Sa sœur était exactement dans la même situation, mais ne semblait pas plus paniquée que ça. Et pourtant, si les doigts de leur agresseur s'ouvraient, le plongeon vers l'étendue de nuages était assuré. La technique de la demie-dragonne pour essayer de trouver appui était aussi différente de la sienne. Elle s'était mise à faire un mouvement de balancier latéral qui l'approchait d'elle, mais pas du rebord et de la terre ferme. Lorsqu'elle fut assez proche, un coup partit et Syara sentit une vive douleur dans son mollet.

— Tout ça c'est de ta faute ! S'exclama Elyazra.

— Ma faute ?! Et puis quoi encore ! Explosa la violoniste en commençant elle aussi à se balancer pour répliquer.

— Ça suffit ! Tonna Elirielle.

La dragonne était furieuse, totalement hors d'elle. Elle était d'ailleurs celle qui était allée les prendre par le col pour les suspendre à bout de bras dans le vide. Leurs vies ne tenaient qu'à son bon vouloir.

— Vous êtes sûr que... tenta Phi avant de se raviser en voyant le regard noir qu'elle lui lança.

— Vous êtes, l'une comme l'autre, absolument irrécupérable !

— Merci, on me le dit souvent, sourit Elyazra.

— Ely, vu notre position, je ne pense pas que ce soit le moment de faire la maline. Je n'ai pas encore pu tester ma magie sur ce monde et je ne suis pas certaine de pouvoir nous faire voler toutes les deux en urgence si elle nous lâche.

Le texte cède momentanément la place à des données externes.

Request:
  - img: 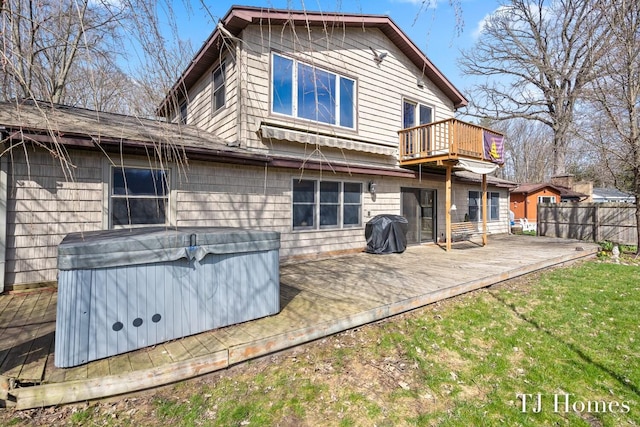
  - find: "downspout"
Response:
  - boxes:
[0,126,9,294]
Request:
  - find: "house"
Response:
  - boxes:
[0,6,513,289]
[510,183,588,223]
[591,187,636,203]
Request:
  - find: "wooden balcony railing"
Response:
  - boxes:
[398,119,500,165]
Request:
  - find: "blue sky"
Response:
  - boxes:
[174,0,499,93]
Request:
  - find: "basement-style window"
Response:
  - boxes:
[469,191,500,222]
[538,196,556,203]
[271,53,356,129]
[213,62,227,113]
[293,179,362,230]
[109,167,169,228]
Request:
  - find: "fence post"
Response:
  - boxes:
[593,203,600,243]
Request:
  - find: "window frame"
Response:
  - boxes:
[178,101,189,125]
[467,190,500,222]
[291,178,364,232]
[401,98,435,129]
[269,52,358,130]
[211,61,227,114]
[106,164,173,230]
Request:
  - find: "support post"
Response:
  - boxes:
[444,164,453,252]
[482,173,487,246]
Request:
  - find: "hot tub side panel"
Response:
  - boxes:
[55,249,280,367]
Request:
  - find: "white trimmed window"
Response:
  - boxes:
[292,179,362,230]
[271,53,356,129]
[109,167,169,228]
[402,99,433,129]
[469,191,500,222]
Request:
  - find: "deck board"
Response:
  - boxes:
[0,236,597,408]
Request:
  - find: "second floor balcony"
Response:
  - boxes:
[398,119,503,166]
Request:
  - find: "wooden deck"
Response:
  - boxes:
[0,235,597,409]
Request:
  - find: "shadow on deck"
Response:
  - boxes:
[0,235,597,409]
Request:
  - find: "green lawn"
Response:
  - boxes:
[5,261,640,426]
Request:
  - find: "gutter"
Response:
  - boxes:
[0,126,9,294]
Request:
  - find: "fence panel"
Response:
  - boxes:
[537,203,638,245]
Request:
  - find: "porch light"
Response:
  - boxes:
[369,181,376,194]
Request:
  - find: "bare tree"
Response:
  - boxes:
[0,0,192,117]
[492,119,553,183]
[588,0,640,253]
[460,0,608,175]
[1,0,121,103]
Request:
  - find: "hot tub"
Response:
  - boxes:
[55,227,280,368]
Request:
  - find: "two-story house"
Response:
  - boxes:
[0,6,512,292]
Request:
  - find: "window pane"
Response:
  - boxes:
[293,204,315,228]
[344,182,362,204]
[469,191,481,221]
[420,105,432,125]
[320,182,340,203]
[340,77,355,128]
[213,64,226,111]
[489,193,500,220]
[320,203,340,227]
[112,168,168,196]
[343,205,361,225]
[298,64,336,124]
[271,55,293,116]
[293,180,316,203]
[111,197,166,225]
[402,101,416,129]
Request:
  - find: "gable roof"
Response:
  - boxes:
[0,100,416,178]
[158,6,468,114]
[0,100,268,164]
[511,182,589,199]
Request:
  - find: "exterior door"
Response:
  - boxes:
[401,188,436,245]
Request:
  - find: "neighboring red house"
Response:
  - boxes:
[509,183,588,222]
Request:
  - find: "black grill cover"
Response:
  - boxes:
[364,215,409,254]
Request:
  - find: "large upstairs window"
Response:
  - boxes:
[271,53,356,129]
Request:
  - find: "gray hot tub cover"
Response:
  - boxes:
[58,227,280,270]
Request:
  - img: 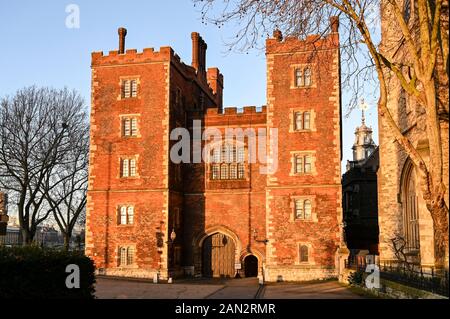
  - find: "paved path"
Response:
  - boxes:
[96,277,362,299]
[261,281,364,299]
[207,278,259,299]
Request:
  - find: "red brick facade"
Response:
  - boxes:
[86,18,341,281]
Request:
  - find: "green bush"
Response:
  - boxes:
[0,246,95,299]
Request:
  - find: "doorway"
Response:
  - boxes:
[244,255,258,277]
[203,233,235,278]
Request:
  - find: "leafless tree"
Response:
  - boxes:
[43,118,89,250]
[193,0,449,267]
[0,86,87,244]
[391,233,413,270]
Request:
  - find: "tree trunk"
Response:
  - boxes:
[427,195,448,269]
[20,228,34,246]
[63,233,70,251]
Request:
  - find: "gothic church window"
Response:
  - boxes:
[300,245,309,263]
[402,161,420,251]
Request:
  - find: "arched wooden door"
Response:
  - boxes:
[203,233,235,278]
[244,255,258,277]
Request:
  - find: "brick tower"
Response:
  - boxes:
[86,20,341,280]
[266,18,342,281]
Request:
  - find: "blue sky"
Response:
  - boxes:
[0,0,378,172]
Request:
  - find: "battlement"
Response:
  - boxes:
[266,17,339,54]
[206,105,267,117]
[205,105,267,126]
[92,46,181,66]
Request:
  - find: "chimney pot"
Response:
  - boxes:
[273,29,283,42]
[330,16,339,32]
[117,28,127,54]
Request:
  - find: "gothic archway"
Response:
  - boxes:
[401,159,420,255]
[244,255,258,277]
[202,233,236,278]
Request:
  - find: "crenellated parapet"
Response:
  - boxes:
[205,106,267,127]
[92,46,176,66]
[266,17,339,54]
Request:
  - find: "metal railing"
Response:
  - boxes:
[345,256,449,297]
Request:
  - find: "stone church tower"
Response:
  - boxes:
[347,111,377,169]
[378,0,449,267]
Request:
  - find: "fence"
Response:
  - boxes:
[345,256,449,297]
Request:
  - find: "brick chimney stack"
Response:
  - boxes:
[117,28,127,54]
[191,32,208,78]
[330,16,339,32]
[273,29,283,42]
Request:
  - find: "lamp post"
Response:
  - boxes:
[253,228,269,244]
[167,228,177,284]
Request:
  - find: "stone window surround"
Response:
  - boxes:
[205,139,250,183]
[114,243,139,268]
[295,242,316,265]
[117,154,140,180]
[289,107,317,133]
[117,75,141,101]
[290,63,317,90]
[289,151,318,176]
[289,195,319,223]
[116,203,136,227]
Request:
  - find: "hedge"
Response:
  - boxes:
[0,246,95,299]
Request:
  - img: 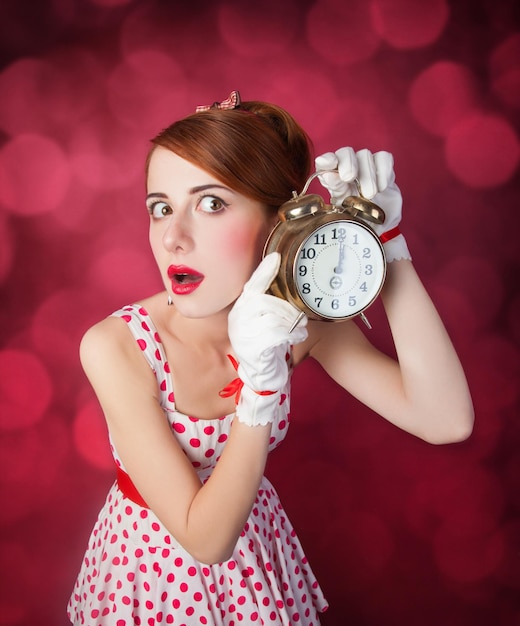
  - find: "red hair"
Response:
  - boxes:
[147,101,312,210]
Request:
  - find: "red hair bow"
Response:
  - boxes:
[195,91,241,113]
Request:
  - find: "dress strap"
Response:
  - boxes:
[112,304,174,408]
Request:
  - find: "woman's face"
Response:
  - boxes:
[146,147,276,318]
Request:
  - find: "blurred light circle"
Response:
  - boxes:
[489,33,520,107]
[445,114,520,188]
[107,49,188,135]
[88,247,158,306]
[218,0,301,58]
[42,46,105,133]
[0,58,53,135]
[0,412,70,488]
[409,61,476,136]
[370,0,450,50]
[0,349,54,430]
[30,288,97,370]
[0,134,70,216]
[70,114,145,191]
[73,400,114,469]
[306,0,381,66]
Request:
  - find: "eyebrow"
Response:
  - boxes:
[146,183,233,200]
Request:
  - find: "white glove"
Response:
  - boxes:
[315,148,412,262]
[228,252,307,426]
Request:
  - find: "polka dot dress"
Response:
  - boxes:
[67,305,327,626]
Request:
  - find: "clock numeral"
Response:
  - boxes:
[301,248,316,259]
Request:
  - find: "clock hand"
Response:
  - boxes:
[334,234,345,274]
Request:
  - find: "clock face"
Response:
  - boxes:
[294,219,386,319]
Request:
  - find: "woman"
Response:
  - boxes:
[68,92,473,626]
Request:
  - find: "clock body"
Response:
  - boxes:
[264,196,386,321]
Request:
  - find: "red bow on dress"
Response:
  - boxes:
[218,354,276,404]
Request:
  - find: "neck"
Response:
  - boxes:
[165,307,230,354]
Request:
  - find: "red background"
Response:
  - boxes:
[0,0,520,626]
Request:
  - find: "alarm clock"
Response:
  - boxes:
[264,172,386,328]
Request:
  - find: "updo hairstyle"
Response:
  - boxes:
[147,101,312,211]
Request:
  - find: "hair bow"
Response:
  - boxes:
[195,91,241,113]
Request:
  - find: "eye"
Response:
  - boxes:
[198,196,227,213]
[148,200,172,219]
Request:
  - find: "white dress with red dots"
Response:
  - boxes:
[67,305,327,626]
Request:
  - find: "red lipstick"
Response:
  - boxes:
[168,265,204,296]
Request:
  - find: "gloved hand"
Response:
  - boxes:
[315,148,412,262]
[228,252,307,426]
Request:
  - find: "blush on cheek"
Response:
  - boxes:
[221,228,264,260]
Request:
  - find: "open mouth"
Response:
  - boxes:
[168,265,204,294]
[171,273,203,285]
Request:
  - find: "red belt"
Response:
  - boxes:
[116,465,150,509]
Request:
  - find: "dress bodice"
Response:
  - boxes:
[111,304,290,473]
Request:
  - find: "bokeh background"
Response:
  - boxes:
[0,0,520,626]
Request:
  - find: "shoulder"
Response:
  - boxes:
[79,316,150,384]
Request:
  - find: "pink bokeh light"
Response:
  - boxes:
[410,61,478,137]
[0,134,70,216]
[489,33,520,108]
[446,114,520,189]
[370,0,450,50]
[306,0,380,66]
[0,349,54,431]
[0,0,520,626]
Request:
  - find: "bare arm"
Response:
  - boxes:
[310,260,473,443]
[81,318,271,563]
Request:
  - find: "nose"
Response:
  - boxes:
[163,213,193,252]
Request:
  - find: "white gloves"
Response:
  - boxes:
[228,252,307,426]
[315,148,412,262]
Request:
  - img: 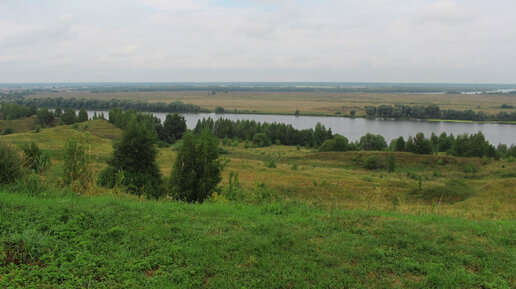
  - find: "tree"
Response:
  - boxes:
[160,113,186,143]
[360,133,387,151]
[54,105,63,117]
[0,141,22,184]
[61,107,77,124]
[319,134,349,152]
[414,132,432,154]
[63,139,91,188]
[253,132,271,147]
[21,142,50,173]
[77,107,88,122]
[169,130,222,202]
[36,107,54,126]
[99,115,163,199]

— Mais il n'y a pas à s'inquiéter, répondit la demie-dragonne comme si la situation n'était pas dangereuse. Shay me faisait la même chose avant quand il n'en pouvait plus de moi. La technique, c'est de bien saisir le poignet. Tant que tu ne le lâches pas, tu ne risques rien !

— Ah oui ? Mettons donc cette théorie à l'épreuve, grinça la dragonne.

Mettant sa menace à exécution, Elirielle desserra son emprise sur sa prisonnière de gauche. Sous les yeux horrifiés de Syara, sa sœur plongea d'un coup, mais comme elle l'avait annoncé, sa chute s'arrêta presque aussitôt. Elle était à présent suspendue au bras de la dragonne comme elle le serait avec une branche d'arbre.

Sans lui laisser le temps de baisser le bras, Elyazra poussa vers le haut et se propulsa au-dessus de la dragonne. Dans un saut périlleux gracieux, elle la survola et se réceptionna sur la terre ferme. Fière de cette manœuvre, elle s'apprêtait à saluer un public imaginaire lorsqu'un imposant projectile la heurta et l'envoya à terre.

Le projectile en question, Syara, était rassurée d'être de retour sur la terre-ferme, mais accusait le coup d'avoir été ainsi projetée sur sa sœur. À quelques mètres, Phi voulait intervenir, mais était empêchée par Orélius. Tout le monde s'accordait sur ce point. Elle ne devait pas être impliquée dans cette violente dispute.

— Je ne sais pas ce qui me retient de vous renvoyer de l'autre côté à grand coup de pied dans le cul ! Fulmina la dragonne.

— Mais qu'est-ce qu'elle a à brailler comme ça à la fin ?

— Il y a, espèce de sale gamine, grogna-t-elle en la reprenant par le col, des deux mains cette fois-ci, pour la soulever de terre. Il y a que l'avenir de notre monde repose sur nous. Il y a que si nous échouons notre mission, une guerre dont un seul camp est préparé va éclater. Il y a que je veux éviter un carnage et que j'ai amené avec moi deux gamines totalement inaptes à accomplir cette mission !

Ne se laissant pas démonter, Elyazra usa de ses pouvoirs et disparut dans un nuage de fumée pour réapparaître quelques mètres en arrière. Elle aurait très bien pu s'en sortir de la même manière la fois d'avant, alors pourquoi s'était-elle contentée d'un saut acrobatique ?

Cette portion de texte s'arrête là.